Property Insurance Coverage provides protection against most risks to property, such as fire, theft and some weather damage. This includes specialized forms of insurance such as fire insurance, flood insurance, earthquake insurance, home insurance, or boiler insurance. Property is insured in two main ways—open perils and named perils.
Open perils cover all the causes of loss not specifically excluded in the policy. Common exclusions on open peril policies include damage resulting from earthquakes, floods, nuclear incidents, acts of terrorism, and war. Named perils require the actual cause of loss to be listed in the policy for insurance to be provided. The more common named perils include such damage-causing events as fire, lightning, explosion, and theft.
Property insurance can be traced to the Great Fire of London, which in 1666 devoured more than 13,000 houses. The devastating effects of the fire converted the development of insurance “from a matter of convenience into one of urgency, a change of opinion reflected in Sir Christopher Wren’s inclusion of a site for ‘the Insurance Office’ in his new plan for London in 1667”. A number of attempted fire insurance schemes came to nothing, but in 1681, economist Nicholas Barbon and eleven associates established the first fire insurance company, the “Insurance Office for Houses”, at the back of the Royal Exchange to insure brick and frame homes. Initially, 5,000 homes were insured by Barbon’s Insurance Office.
in the wake of this first successful venture, many similar companies were founded in the following decades. Initially, each company employed its own fire department to prevent and minimise the damage from conflagrations on properties insured by them. They also began to issue ‘Fire insurance marks’ to their customers; these would be displayed prominently above the main door to the property in order to aid positive identification. One such notable company was the Hand in Hand Fire & Life Insurance Society, founded in 1696 at Tom’s Coffee House in St Martin’s Lane in London.

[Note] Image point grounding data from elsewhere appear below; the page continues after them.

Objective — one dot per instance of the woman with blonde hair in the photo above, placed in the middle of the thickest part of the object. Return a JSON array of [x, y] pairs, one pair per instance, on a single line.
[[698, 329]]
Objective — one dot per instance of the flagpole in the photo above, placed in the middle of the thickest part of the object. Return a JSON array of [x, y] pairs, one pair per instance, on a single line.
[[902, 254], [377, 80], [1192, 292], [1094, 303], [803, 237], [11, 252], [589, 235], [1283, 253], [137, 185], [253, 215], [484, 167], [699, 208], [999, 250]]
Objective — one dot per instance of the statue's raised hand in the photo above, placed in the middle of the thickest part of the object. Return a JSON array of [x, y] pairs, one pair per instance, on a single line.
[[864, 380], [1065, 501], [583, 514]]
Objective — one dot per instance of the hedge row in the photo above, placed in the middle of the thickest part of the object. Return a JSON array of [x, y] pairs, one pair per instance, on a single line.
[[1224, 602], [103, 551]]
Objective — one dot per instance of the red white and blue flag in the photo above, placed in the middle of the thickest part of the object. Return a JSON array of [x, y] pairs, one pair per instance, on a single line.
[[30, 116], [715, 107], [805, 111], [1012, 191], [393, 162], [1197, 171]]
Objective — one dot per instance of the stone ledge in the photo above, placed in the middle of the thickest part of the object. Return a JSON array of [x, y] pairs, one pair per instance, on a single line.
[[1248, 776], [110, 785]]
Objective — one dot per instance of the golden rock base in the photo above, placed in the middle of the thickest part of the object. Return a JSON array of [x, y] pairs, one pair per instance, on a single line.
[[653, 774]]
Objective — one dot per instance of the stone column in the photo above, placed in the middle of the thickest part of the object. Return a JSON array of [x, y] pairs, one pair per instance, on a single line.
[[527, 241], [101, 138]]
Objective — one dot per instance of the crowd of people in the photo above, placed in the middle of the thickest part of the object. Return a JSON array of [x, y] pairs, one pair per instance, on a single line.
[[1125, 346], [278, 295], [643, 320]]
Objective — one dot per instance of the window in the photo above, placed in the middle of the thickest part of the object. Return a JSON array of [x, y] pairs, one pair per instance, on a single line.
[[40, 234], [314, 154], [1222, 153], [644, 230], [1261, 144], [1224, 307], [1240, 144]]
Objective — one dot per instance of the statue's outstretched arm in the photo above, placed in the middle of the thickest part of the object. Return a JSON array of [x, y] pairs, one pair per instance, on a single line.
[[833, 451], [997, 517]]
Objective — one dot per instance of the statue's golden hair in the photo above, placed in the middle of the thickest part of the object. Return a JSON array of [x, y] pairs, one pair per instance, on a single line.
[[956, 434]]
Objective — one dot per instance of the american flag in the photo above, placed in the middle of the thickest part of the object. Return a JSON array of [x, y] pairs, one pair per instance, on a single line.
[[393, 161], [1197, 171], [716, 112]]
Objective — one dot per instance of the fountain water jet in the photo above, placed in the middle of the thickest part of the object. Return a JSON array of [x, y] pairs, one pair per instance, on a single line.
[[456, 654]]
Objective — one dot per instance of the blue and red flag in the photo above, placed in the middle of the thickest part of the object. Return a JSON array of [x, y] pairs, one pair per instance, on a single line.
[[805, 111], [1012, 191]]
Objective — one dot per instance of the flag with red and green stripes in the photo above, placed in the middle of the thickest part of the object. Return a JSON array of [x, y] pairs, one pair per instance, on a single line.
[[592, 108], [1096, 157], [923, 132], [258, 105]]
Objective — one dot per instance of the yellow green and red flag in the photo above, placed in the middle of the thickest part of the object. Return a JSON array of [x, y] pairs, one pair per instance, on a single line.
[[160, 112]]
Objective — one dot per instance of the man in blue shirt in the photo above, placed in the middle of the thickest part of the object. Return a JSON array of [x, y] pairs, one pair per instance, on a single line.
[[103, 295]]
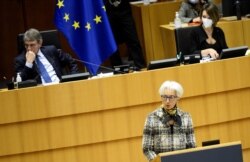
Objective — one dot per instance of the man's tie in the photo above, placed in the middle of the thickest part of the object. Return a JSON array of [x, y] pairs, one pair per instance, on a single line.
[[43, 72]]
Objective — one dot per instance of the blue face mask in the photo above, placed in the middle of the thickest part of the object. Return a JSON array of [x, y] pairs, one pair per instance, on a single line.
[[194, 1]]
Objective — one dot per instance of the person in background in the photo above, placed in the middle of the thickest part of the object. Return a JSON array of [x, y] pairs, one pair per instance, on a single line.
[[42, 63], [168, 128], [190, 10], [124, 30], [207, 39]]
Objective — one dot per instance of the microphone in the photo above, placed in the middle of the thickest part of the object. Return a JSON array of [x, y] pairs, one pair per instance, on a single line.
[[117, 70]]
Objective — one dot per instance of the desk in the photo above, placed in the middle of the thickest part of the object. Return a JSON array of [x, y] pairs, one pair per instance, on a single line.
[[236, 32], [102, 119]]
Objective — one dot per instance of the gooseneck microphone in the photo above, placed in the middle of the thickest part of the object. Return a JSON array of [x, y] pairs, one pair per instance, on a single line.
[[89, 63]]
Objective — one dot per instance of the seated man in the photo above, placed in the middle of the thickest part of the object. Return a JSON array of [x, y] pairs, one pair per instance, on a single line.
[[42, 63]]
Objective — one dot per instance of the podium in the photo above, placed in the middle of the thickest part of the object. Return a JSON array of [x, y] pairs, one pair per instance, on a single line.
[[228, 152]]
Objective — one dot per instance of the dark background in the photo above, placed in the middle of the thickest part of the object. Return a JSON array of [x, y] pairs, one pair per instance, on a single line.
[[16, 17]]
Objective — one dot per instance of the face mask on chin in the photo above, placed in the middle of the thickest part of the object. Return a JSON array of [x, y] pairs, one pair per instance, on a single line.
[[193, 1], [207, 23]]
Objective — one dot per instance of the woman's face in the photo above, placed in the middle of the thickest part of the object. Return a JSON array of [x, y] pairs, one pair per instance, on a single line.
[[169, 99]]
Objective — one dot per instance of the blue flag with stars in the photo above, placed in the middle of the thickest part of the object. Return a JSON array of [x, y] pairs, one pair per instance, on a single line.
[[86, 27]]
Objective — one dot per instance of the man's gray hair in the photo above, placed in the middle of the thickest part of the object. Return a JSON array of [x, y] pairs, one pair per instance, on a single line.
[[32, 35], [172, 85]]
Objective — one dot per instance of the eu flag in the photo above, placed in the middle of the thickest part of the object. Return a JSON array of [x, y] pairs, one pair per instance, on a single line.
[[86, 27]]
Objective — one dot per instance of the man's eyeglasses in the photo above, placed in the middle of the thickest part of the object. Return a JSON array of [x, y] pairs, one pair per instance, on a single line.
[[170, 97]]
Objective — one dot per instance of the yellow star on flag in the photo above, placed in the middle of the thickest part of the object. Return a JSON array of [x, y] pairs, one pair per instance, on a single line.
[[104, 8], [76, 25], [66, 17], [60, 4], [97, 19], [88, 27]]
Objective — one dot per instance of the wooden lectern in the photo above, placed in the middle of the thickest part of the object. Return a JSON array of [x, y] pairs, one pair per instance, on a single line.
[[228, 152]]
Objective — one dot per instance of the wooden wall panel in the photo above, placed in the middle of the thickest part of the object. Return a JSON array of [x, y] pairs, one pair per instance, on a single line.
[[11, 23]]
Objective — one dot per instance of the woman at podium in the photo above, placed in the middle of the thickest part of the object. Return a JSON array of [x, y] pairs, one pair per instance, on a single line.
[[168, 127]]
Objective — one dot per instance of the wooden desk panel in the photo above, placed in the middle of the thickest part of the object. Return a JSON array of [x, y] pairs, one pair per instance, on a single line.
[[103, 118], [148, 19], [246, 30]]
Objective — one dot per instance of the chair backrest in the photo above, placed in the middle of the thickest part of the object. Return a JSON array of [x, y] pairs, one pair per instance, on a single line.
[[50, 37], [182, 38]]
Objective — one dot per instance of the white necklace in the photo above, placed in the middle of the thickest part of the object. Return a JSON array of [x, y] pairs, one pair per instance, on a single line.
[[116, 3]]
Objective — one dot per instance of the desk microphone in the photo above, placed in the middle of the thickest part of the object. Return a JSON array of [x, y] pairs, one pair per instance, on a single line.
[[104, 67]]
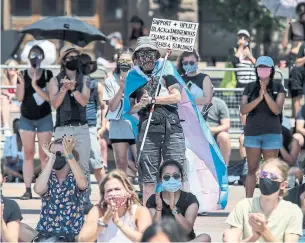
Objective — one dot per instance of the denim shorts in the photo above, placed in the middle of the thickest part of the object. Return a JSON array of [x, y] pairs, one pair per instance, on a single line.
[[265, 141], [41, 125]]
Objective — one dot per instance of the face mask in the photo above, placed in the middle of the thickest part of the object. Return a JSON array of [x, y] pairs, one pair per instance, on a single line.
[[263, 73], [60, 161], [119, 198], [35, 62], [268, 186], [124, 67], [172, 185], [190, 68], [72, 65]]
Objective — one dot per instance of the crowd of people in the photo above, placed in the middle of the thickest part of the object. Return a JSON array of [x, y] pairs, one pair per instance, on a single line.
[[167, 211]]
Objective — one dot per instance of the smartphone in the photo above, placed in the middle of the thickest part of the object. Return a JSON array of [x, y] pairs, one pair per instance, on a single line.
[[159, 188]]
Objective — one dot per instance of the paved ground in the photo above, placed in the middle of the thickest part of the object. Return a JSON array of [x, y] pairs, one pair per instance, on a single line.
[[213, 224]]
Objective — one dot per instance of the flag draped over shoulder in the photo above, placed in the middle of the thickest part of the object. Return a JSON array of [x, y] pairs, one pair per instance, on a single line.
[[205, 167]]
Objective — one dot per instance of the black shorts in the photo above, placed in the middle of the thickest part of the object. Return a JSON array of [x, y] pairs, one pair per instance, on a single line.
[[130, 141]]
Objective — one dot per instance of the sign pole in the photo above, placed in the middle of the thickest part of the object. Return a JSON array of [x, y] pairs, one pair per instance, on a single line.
[[152, 107]]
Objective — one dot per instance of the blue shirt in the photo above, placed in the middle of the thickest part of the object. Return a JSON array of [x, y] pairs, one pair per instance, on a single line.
[[62, 207]]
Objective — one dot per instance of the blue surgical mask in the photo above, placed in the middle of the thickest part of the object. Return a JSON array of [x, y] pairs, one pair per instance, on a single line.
[[190, 68], [172, 185]]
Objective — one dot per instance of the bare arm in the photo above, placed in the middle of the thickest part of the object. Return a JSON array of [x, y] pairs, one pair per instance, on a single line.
[[246, 107], [41, 184], [207, 92], [9, 230], [223, 127], [56, 96], [83, 97], [143, 221], [292, 156], [275, 106]]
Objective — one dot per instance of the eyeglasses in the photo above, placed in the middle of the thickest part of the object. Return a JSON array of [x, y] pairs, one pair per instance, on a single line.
[[269, 175], [70, 58], [35, 55], [190, 62], [176, 176], [151, 53]]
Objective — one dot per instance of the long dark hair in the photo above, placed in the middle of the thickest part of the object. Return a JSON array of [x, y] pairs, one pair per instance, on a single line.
[[184, 54], [167, 226], [124, 50]]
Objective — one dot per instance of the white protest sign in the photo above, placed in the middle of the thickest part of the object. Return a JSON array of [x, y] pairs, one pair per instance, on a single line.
[[174, 35]]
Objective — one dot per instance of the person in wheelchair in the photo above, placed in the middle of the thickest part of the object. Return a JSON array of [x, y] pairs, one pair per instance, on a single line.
[[62, 186]]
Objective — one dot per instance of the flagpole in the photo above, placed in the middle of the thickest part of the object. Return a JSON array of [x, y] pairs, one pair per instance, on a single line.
[[152, 107]]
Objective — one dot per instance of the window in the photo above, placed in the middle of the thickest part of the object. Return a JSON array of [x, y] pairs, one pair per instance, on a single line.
[[21, 8], [52, 8], [84, 8], [113, 10]]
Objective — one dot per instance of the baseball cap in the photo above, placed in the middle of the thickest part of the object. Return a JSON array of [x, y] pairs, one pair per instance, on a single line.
[[146, 42], [264, 60], [244, 32]]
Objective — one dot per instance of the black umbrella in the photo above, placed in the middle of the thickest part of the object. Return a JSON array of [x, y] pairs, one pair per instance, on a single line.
[[65, 28]]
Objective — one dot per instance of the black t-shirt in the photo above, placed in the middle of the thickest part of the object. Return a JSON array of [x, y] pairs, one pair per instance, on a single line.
[[161, 112], [185, 200], [261, 120], [29, 107]]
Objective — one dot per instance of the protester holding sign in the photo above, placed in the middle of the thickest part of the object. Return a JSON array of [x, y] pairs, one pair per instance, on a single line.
[[36, 117], [120, 131], [263, 101]]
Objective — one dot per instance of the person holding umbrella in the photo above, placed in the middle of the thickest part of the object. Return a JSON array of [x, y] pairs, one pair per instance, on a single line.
[[69, 95]]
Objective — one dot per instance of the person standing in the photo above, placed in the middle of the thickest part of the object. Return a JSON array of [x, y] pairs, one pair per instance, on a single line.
[[263, 101], [165, 139], [36, 117], [120, 131]]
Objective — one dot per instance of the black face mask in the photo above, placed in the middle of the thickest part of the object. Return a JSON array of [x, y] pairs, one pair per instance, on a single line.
[[124, 67], [35, 62], [268, 186], [72, 65], [60, 161]]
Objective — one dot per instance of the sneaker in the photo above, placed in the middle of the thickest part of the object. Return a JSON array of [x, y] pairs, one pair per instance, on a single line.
[[26, 196]]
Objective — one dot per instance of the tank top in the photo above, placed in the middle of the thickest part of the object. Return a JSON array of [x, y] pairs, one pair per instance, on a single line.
[[113, 234]]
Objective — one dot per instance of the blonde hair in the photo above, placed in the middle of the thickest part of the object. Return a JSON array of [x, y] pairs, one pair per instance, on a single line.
[[5, 79], [283, 167], [123, 178]]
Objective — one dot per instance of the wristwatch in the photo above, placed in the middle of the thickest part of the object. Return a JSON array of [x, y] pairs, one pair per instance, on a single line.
[[153, 101], [100, 222]]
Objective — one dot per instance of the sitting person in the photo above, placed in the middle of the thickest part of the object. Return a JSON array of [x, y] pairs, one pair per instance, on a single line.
[[291, 148], [13, 153], [119, 217], [10, 216], [171, 201], [61, 185], [266, 218], [165, 230], [218, 119]]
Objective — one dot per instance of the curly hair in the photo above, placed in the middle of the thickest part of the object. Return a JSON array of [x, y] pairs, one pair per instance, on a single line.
[[123, 178], [184, 54]]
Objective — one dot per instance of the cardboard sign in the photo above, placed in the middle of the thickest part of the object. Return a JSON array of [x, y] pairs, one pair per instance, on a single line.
[[174, 35]]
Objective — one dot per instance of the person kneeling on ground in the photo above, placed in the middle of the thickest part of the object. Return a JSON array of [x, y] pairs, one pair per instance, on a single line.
[[171, 201], [119, 217], [10, 216], [266, 218], [61, 185]]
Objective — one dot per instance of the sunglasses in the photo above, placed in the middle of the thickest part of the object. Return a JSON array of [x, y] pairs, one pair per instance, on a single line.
[[190, 62], [176, 176], [35, 55], [70, 58], [151, 53], [272, 176]]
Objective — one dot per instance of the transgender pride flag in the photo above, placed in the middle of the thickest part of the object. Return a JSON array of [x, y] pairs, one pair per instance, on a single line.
[[205, 167]]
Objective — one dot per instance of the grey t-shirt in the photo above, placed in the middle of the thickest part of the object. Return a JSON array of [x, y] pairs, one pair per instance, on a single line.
[[119, 129], [217, 112]]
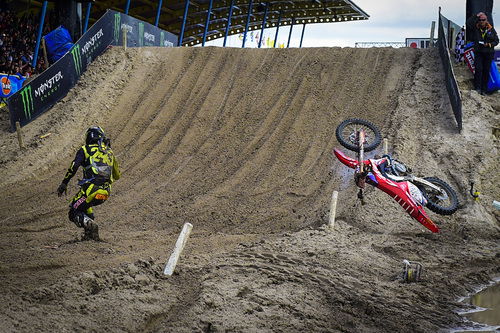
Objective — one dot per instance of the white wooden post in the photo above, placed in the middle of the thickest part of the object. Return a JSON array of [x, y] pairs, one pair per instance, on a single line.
[[333, 209], [124, 36], [19, 135], [179, 246], [433, 27]]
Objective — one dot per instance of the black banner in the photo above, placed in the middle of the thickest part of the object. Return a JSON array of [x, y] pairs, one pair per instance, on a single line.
[[450, 81], [140, 33], [53, 84]]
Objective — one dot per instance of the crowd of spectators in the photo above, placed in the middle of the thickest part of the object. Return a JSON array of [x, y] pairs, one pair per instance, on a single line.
[[17, 43]]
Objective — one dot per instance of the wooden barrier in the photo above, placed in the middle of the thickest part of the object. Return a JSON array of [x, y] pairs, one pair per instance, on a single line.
[[179, 246], [333, 209]]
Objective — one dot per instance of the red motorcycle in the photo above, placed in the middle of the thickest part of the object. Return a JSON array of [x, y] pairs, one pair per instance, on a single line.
[[391, 176]]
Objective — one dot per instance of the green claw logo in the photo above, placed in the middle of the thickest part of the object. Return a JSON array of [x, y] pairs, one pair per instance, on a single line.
[[116, 31], [27, 98], [77, 59]]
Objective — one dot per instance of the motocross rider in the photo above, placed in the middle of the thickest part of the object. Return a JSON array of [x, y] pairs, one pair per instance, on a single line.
[[100, 169]]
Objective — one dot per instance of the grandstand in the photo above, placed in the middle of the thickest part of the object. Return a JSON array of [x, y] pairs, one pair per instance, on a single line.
[[197, 21]]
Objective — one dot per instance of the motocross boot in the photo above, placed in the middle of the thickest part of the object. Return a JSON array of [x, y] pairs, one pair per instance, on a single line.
[[91, 229]]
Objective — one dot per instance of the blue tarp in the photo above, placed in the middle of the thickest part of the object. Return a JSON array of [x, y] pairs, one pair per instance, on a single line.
[[58, 42], [494, 81], [10, 84]]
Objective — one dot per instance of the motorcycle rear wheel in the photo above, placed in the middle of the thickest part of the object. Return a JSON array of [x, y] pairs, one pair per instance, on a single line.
[[444, 202], [346, 134]]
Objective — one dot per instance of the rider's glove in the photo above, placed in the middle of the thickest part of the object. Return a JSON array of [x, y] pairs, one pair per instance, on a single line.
[[61, 189]]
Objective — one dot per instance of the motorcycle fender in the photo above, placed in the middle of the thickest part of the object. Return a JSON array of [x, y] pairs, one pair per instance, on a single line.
[[400, 193], [350, 162]]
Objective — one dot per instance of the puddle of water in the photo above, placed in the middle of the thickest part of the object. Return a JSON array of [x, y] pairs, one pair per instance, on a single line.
[[486, 312]]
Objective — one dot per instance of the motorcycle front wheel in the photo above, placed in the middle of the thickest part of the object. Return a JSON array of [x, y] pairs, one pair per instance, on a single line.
[[443, 201], [346, 134]]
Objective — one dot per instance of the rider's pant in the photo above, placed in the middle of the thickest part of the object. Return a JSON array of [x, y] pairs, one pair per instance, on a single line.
[[89, 195]]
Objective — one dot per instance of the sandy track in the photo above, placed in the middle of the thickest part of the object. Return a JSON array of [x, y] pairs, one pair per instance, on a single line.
[[238, 142]]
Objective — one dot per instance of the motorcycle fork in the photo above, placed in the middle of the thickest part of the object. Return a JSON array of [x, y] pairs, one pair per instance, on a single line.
[[360, 177]]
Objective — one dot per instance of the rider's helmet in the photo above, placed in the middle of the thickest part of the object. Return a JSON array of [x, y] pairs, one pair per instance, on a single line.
[[400, 168], [94, 135]]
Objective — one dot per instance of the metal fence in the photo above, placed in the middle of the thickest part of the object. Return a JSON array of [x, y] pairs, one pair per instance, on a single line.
[[451, 82]]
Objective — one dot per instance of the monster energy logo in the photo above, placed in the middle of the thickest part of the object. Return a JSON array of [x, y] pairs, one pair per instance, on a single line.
[[116, 31], [27, 98], [77, 59], [141, 34]]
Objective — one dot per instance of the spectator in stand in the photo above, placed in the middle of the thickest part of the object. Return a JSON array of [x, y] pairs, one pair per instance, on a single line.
[[485, 39], [18, 41]]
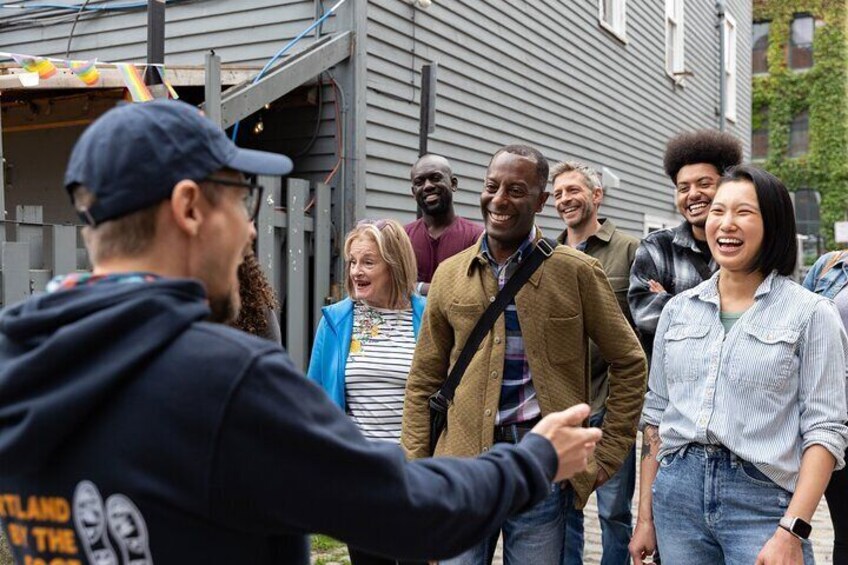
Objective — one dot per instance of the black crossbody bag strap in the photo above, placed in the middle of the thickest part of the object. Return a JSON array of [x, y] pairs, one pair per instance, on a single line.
[[440, 401]]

The first property insurance company still extant was founded in 1710 as the ‘Sun Fire Office’ now, though many mergers and acquisitions, the RSA Insurance Group. In Colonial America, Benjamin Franklin helped to popularize and make standard the practice of insurance, particularly Property insurance to spread the risk of loss from fire, in the form of perpetual insurance. In 1752, he founded the Philadelphia Contributionship for the Insurance of Houses from Loss by Fire. Franklin’s company refused to insure certain buildings, such as wooden houses, where the risk of fire was too great.